I sit transfixed as Meena’s (Anita Majumdar) fast and furious footwork punctuates and underscores the dialogue of a phone call between her dance teacher Kalyani Aunty & India, in Majumdar’s coming-of-age- tale-with-a-difference Fish Eyes (currently part of the Belfry Theatre’s SPARK Festival).
Multi-layered and witty, it addresses teen-age angst with a unique cross-cultural perspective, examining parental and familial expectations with humour, sarcasm and empathy.
Meena is forced to endure hours of traditional dance lessons when she would rather be dreaming of Buddy, the cute boy from class, and fantasizing about being the next Aishwarya Rai. How can she avoid travelling to India for the Lord Ganesh Festival All India Dance Competition, and remain, instead, at home during the summer after graduation?

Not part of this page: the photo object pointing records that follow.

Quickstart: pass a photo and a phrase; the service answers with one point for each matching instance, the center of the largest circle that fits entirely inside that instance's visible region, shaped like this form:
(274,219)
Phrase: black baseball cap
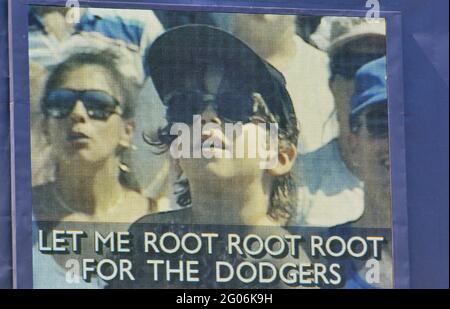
(190,47)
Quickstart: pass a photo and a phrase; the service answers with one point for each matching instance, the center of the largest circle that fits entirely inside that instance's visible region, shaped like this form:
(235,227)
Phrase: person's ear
(43,126)
(127,133)
(286,160)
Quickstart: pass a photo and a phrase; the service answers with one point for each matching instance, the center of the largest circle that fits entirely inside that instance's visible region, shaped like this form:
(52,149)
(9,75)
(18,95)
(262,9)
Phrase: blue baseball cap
(370,86)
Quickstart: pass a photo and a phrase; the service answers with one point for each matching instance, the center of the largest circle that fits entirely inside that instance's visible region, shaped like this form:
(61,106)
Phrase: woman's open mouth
(77,137)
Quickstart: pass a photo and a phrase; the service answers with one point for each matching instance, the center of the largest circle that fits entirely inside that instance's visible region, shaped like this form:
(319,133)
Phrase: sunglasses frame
(80,97)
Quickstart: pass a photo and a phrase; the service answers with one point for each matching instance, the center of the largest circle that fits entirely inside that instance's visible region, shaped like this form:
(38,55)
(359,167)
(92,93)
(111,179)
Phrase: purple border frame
(5,193)
(20,144)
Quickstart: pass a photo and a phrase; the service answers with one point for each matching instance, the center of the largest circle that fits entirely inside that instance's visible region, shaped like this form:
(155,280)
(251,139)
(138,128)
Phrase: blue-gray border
(19,125)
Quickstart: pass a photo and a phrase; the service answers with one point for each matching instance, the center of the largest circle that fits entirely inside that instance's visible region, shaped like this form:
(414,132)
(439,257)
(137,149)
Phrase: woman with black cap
(207,76)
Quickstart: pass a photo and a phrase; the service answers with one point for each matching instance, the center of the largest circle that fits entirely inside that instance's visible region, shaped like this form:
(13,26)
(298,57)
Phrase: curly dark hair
(283,196)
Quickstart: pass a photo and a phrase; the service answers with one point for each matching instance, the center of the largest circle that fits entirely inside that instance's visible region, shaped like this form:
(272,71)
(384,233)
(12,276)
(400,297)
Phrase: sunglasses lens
(99,105)
(378,124)
(59,103)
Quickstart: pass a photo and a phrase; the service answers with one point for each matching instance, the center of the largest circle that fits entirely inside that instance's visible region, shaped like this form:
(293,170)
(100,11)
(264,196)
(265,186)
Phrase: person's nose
(79,112)
(209,115)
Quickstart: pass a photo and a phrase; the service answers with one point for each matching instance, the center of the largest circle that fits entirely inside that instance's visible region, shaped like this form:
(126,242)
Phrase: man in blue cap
(369,141)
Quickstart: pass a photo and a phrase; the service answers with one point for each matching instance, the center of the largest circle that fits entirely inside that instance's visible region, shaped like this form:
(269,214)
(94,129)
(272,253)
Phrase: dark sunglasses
(230,106)
(99,105)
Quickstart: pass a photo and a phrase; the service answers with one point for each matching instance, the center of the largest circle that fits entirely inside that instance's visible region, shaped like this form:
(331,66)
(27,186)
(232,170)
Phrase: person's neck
(91,189)
(230,202)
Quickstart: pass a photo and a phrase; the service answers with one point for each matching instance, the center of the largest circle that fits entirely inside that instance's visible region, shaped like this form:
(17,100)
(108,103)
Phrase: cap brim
(191,47)
(354,37)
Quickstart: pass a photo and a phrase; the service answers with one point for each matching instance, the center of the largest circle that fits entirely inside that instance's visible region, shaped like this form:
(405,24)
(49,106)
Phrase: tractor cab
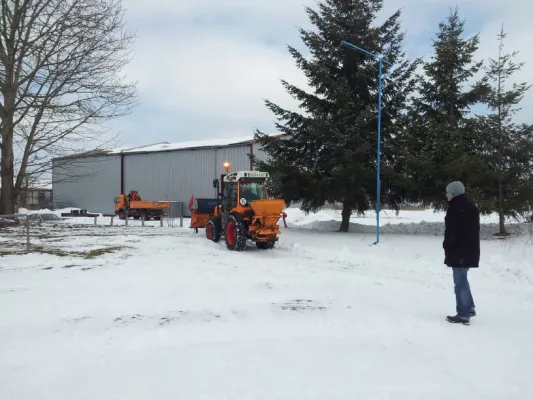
(240,189)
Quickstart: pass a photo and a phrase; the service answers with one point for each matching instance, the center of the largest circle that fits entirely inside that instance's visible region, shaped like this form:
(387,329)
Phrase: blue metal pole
(378,174)
(380,90)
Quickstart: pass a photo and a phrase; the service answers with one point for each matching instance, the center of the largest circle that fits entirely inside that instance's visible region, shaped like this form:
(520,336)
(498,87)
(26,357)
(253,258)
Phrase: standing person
(461,248)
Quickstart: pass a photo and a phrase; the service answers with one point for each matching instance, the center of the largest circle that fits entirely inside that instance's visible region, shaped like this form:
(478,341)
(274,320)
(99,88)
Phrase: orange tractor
(242,211)
(131,205)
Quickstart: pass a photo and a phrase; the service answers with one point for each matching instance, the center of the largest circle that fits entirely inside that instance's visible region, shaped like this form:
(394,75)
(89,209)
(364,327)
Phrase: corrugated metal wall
(176,175)
(172,175)
(90,183)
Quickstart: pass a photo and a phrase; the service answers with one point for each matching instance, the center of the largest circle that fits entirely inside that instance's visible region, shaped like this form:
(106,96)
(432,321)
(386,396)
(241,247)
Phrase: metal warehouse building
(159,172)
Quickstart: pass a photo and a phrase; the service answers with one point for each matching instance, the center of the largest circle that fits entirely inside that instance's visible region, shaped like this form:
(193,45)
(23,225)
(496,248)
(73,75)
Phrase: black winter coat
(461,237)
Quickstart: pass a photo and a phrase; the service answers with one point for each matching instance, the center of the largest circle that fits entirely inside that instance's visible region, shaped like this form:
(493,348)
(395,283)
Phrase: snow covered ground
(99,312)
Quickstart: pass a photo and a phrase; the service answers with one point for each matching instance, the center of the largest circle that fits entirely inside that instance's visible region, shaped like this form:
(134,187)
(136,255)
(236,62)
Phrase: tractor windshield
(252,190)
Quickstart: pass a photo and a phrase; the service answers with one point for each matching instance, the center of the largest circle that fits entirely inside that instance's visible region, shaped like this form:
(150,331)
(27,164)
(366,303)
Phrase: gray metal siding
(260,154)
(170,176)
(176,175)
(90,183)
(173,175)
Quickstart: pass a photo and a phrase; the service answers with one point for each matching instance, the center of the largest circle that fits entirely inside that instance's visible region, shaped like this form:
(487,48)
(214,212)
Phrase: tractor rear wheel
(235,233)
(265,245)
(212,232)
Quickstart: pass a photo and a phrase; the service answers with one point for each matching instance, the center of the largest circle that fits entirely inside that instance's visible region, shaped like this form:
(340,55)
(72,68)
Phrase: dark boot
(457,320)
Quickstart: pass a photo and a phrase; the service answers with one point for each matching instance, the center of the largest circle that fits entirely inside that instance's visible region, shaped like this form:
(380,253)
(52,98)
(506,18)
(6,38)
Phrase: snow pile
(4,223)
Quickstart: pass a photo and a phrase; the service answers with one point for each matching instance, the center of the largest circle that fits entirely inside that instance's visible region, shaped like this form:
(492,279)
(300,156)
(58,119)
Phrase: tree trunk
(346,213)
(501,211)
(7,203)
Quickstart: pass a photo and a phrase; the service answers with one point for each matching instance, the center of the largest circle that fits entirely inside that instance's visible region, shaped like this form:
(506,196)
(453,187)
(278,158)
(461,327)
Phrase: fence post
(27,234)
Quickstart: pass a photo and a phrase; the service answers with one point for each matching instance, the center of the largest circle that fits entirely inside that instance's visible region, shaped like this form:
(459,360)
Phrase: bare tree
(61,77)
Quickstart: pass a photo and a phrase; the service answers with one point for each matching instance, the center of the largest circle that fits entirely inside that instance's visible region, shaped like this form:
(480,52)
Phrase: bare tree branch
(61,79)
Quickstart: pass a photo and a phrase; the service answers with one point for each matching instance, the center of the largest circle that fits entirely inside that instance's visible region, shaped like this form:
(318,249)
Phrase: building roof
(44,184)
(167,146)
(196,144)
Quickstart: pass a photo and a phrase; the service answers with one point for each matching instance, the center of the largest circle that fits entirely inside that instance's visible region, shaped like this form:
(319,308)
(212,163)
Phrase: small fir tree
(509,154)
(443,143)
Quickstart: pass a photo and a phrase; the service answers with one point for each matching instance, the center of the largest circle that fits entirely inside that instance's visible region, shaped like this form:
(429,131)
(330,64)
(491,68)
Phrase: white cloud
(204,66)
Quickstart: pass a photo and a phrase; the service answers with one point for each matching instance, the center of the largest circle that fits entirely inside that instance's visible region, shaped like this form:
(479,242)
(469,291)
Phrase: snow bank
(321,316)
(425,222)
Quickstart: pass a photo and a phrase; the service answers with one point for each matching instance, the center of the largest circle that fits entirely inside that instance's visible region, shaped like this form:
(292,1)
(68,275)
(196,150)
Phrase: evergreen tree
(444,142)
(508,186)
(330,153)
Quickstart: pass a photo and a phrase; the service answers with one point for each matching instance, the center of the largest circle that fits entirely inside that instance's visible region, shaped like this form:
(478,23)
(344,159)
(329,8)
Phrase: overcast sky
(205,66)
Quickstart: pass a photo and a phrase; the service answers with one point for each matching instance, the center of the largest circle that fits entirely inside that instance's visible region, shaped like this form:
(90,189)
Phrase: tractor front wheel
(235,233)
(212,232)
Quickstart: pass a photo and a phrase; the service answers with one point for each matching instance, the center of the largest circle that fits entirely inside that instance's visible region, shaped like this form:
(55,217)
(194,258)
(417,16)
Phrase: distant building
(164,171)
(35,196)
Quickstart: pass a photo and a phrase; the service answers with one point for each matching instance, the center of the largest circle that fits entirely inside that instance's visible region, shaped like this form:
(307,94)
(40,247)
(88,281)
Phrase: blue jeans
(463,295)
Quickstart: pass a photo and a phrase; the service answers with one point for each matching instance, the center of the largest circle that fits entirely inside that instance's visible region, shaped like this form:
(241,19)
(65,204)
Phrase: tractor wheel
(265,245)
(212,232)
(235,233)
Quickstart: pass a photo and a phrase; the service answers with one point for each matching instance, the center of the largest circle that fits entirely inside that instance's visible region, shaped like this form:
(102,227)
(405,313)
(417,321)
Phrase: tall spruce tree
(444,143)
(508,187)
(329,154)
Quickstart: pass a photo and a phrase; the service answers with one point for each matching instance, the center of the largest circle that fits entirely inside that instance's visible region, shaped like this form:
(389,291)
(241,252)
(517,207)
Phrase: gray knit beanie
(455,188)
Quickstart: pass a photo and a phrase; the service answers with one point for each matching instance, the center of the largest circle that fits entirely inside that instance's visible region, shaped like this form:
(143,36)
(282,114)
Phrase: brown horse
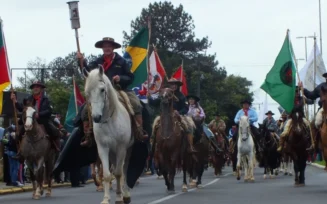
(298,129)
(198,160)
(218,160)
(321,120)
(37,149)
(170,143)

Raised in Maple Ridge, a graduate of UBC and the National Theatre School, Majumdar’s earlier work in CBC’s Murder Unveiled (based on the murder of Jaswinder Kaur Sidhu) earned a Best Female Actor Award in 2005 at the Asian Festival of First Films in Singapore.
In Fish Eyes, written in 2004, she uses her formal training in Kathak dance as an essential elemental. Feet stomp – rebelliously, and signal character changes. Hand gestures mime inner states.

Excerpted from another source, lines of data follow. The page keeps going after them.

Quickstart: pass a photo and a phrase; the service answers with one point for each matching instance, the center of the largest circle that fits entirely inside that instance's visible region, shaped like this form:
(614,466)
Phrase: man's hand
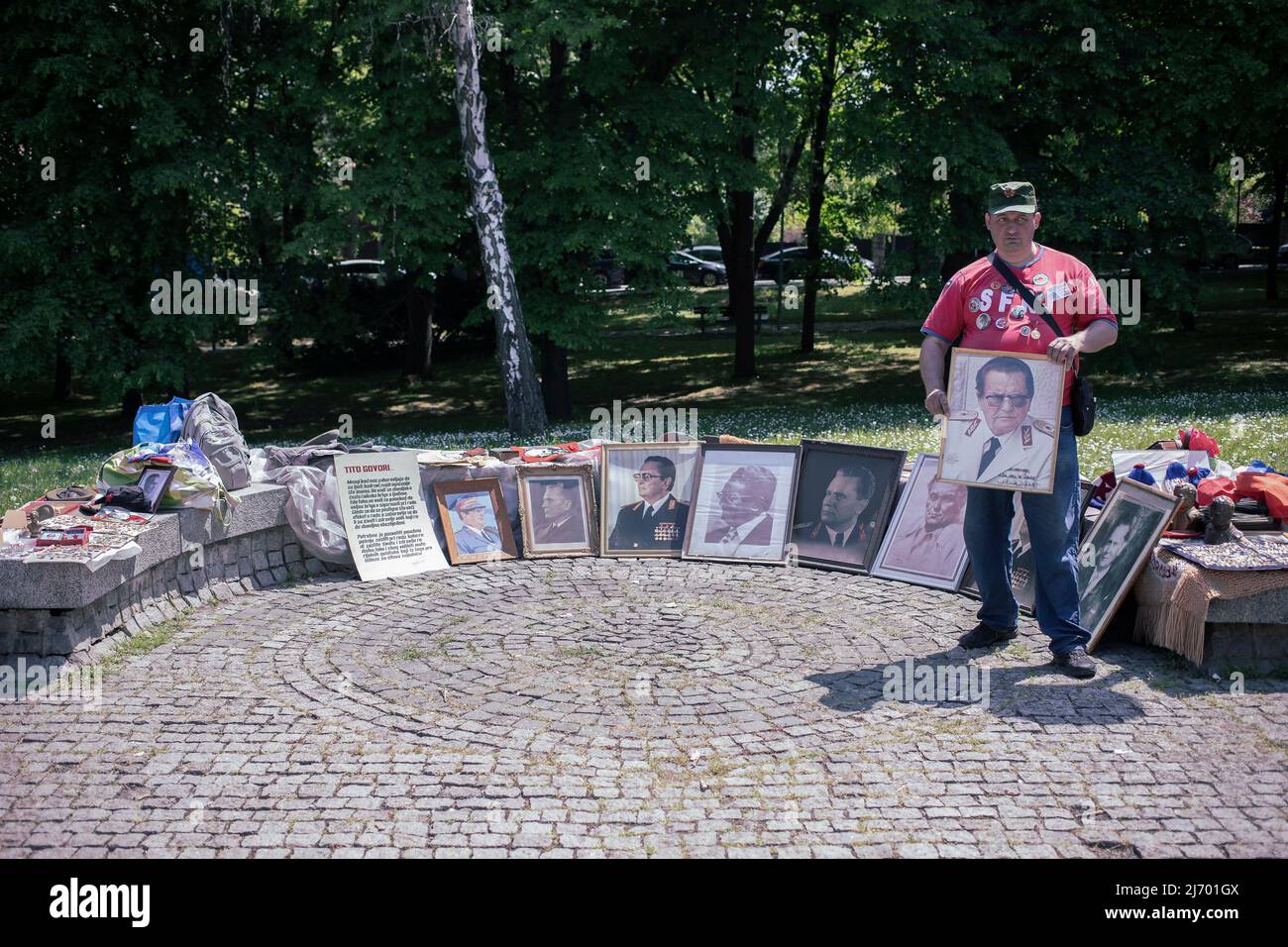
(1064,350)
(936,402)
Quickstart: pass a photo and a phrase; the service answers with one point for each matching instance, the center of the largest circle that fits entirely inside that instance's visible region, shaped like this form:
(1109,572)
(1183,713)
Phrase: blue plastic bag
(160,423)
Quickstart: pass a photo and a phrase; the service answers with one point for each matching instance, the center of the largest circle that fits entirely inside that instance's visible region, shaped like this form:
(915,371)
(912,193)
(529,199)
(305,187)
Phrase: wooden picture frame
(469,547)
(1022,569)
(773,523)
(622,497)
(561,539)
(1024,458)
(861,541)
(155,482)
(1145,513)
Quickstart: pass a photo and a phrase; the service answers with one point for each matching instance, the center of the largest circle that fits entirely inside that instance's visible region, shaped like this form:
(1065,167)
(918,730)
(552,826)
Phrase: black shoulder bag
(1083,399)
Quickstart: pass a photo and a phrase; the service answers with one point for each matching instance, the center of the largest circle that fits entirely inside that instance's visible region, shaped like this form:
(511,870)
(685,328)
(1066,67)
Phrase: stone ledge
(60,612)
(59,585)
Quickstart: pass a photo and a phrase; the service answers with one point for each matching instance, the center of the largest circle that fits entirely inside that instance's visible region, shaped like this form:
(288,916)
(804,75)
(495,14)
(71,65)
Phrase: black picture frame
(698,545)
(884,464)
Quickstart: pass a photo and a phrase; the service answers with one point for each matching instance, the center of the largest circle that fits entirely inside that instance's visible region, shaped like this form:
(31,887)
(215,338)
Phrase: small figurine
(1220,514)
(1181,519)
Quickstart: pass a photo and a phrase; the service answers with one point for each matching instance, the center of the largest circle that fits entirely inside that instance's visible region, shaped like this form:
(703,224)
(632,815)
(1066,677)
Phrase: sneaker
(983,635)
(1076,664)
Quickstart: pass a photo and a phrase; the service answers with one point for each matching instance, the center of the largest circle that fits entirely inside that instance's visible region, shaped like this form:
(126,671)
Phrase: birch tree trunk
(526,412)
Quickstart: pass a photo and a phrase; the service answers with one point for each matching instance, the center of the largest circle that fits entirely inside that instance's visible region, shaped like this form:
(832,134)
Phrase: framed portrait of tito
(644,497)
(475,519)
(742,505)
(844,495)
(557,510)
(1117,549)
(1004,420)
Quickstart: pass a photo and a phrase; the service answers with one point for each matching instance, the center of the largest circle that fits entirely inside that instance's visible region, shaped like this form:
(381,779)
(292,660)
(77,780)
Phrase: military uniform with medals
(638,527)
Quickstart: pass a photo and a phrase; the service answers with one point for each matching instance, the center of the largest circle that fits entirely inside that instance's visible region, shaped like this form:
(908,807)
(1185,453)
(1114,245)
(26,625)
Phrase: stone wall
(85,609)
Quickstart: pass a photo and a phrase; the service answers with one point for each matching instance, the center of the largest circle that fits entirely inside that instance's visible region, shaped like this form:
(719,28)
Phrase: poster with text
(385,517)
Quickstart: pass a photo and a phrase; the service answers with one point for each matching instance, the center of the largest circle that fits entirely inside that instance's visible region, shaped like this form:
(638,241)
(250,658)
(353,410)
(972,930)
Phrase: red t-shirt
(979,305)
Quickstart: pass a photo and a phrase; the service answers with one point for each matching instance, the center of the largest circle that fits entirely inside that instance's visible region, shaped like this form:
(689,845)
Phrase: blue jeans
(1052,521)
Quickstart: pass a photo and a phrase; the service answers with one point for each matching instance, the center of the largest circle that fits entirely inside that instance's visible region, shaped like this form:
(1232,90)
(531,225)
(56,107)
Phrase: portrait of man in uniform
(1021,562)
(473,532)
(475,519)
(742,502)
(925,541)
(1116,549)
(844,496)
(1005,440)
(557,509)
(561,518)
(645,497)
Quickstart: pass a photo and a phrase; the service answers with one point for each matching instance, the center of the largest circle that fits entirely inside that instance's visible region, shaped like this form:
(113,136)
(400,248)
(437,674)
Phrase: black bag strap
(1025,292)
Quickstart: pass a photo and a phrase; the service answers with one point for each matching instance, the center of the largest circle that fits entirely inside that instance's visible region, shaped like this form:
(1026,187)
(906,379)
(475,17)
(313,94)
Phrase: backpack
(213,424)
(160,423)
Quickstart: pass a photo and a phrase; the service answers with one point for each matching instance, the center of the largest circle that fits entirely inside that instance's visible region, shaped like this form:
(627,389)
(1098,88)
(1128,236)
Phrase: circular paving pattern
(635,706)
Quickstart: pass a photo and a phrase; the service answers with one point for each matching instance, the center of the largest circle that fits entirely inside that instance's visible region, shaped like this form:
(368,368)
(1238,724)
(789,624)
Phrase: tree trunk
(62,372)
(1276,217)
(420,331)
(554,379)
(737,243)
(526,414)
(816,182)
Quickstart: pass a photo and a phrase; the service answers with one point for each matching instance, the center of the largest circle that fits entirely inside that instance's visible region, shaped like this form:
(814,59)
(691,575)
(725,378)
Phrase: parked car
(697,270)
(1237,256)
(706,252)
(605,272)
(794,260)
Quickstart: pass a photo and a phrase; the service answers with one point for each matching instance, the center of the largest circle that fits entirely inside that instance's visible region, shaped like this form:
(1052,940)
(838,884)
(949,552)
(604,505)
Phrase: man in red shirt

The beautiful and technically difficult choreography adds an additional element of complexity. Nothing is quite like it seems. The apparent one-dimensional Kaliyani Aunty (played to the hilt complete with accent for comedic relief) reveals her own youthful disappointments in one particularly poignant scene.
Issues of racism (and reverse racism) are addressed with a light touch: Aunty’s response to trick-or-treaters at Hallowe’en or her outrage when “white people” show up at the Punjabi market, the popular (white) teenager’s wish for a Bollywood-themed graduation, all hint at possible clashes when cultures mix.

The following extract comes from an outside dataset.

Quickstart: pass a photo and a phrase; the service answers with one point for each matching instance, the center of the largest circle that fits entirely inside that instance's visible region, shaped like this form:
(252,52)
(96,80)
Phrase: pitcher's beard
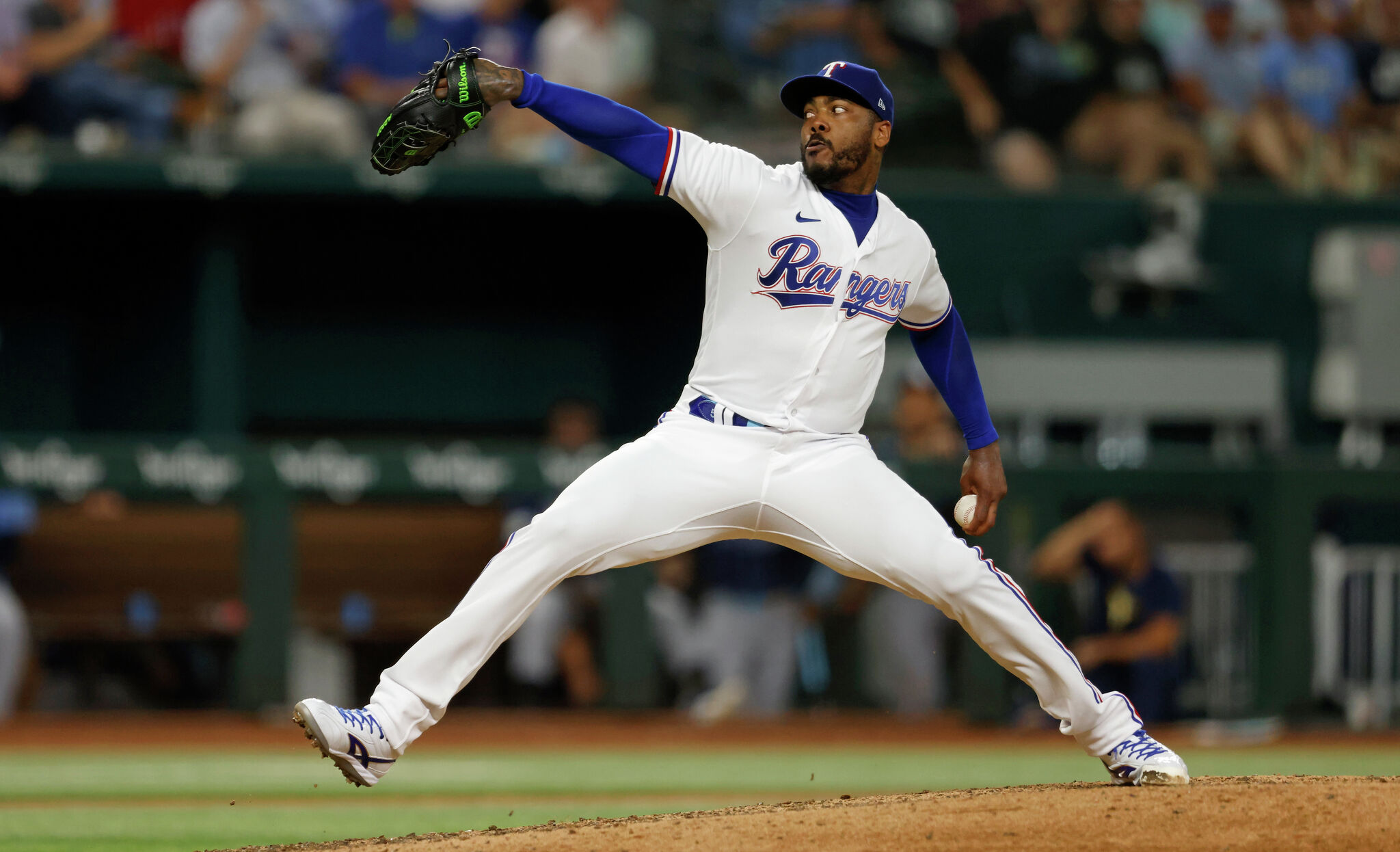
(842,164)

Fish Eye made me uncomfortable at times. As a baby boomer white woman, I laugh, and immediately check in with myself. Is it appropriate? Am I reinforcing stereotypes to find humour in this situation? Am I laughing with or at the protagonists? I harken back to Niles Séguin’s Fear of A Brown Planet, and videos of Russell Peters comedy routines, and think, perhaps there are no clear answers. As a society, we’re working it out. Fish Eyes is a welcome addition to the creative conversation.
I can’t wait to have the second play in her trilogy, The Misfit, come to the Victoria stage.
Fish Eyes with Anita Majumdar
Belfry Theatre SPARK Festival
March 21-25th
Tickets: online or by phone 250 385 6815
Disclaimer: I was offered complimentary tickets to attend Fish Eyes. I was not paid to write a review nor was I required to do so. As always, I retain editorial control over all the content published on this blog.
thanks Janis … wish I could get to it. tim
It was a fascinating show – particularly from the perspective of the work necessary to blend the dance with dialogue.